Bicycles have accounted for about 2 percent of all traffic deaths nationwide in recent years. The totals are small, and North Carolina’s numbers fluctuate from year to year. In 2012, the most recent year covered in the new report, 27 bike riders in North Carolina and 722 nationwide died in crashes with cars – both numbers up more than 16 percent since 2010.
Alcohol is a big factor in these crashes, more for the cyclists than for the automobile drivers involved.
In North Carolina, where 117 cyclists died in bike-car crashes during the five years that ended in 2012, police concluded that 27 of the cyclists and 14 of the car drivers had been drinking before the crash, according to a searchable database maintained by the UNC Highway Safety Research Center.

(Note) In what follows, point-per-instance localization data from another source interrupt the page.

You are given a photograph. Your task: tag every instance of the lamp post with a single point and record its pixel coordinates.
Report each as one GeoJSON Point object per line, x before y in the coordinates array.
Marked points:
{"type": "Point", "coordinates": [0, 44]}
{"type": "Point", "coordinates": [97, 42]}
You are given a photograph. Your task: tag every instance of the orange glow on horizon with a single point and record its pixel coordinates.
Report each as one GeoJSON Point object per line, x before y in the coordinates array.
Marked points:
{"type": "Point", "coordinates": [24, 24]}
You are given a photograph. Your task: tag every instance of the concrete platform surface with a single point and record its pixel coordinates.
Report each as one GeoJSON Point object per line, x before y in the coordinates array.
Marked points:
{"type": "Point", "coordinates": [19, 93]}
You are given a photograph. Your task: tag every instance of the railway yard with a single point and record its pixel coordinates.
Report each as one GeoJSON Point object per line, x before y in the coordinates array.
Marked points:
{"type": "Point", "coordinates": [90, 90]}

Biking while impaired is sometimes a hazard for rural, low-income residents who don’t have driver’s licenses – including four of the nine Robeson County cyclists killed during that five-year period. But it’s part of the city cycling scene, too.
“The urban bicycle commuters go to happy hour, too,” Adkins said. “Impairment is impairment: If you’re too drunk to drive a car, you’re too drunk to ride a bike.”
There are other ways to cut your chances of getting killed on your bike.
More than two-thirds of the cyclists killed each year were not wearing safety helmets. North Carolina and 20 other states require helmets for child cyclists, but no state requires them for adults.
“A helmet is the single most important step to prevent injury or death,” Adkins said. “Obeying traffic laws is another one. Just because you’re on a bike doesn’t mean traffic lights don’t apply to you.”
Bike deaths are down so far this year in North Carolina – just nine so far, compared to 20 by the same date in 2013, according to the state Department of Transportation. Nobody is claiming credit for this brief improvement.
Still, it’s good to know that DOT and local governments are targeting pedestrian as well as bicycle safety in a campaign called Watch For Me NC, which started in the Triangle last year and now has gone statewide.
This is a smart education and enforcement effort that focuses on the problems that kill people. Why are we seeing those “Make room for bikes” posters? Maybe it’s because half of these deaths involve cars trying to pass bicycles.
“A big part of the Watch For Me NC campaign is providing bike lights to police officers, so when they’re on patrol they can actually distribute lights to cyclists that don’t have them,” said Lauren Blackburn, DOT Bicycle and Pedestrian Division director.
Lights on bicycles: It’s the law. And for all you urban commuters pedaling home tonight from work or school or happy hour, it’s also a good idea.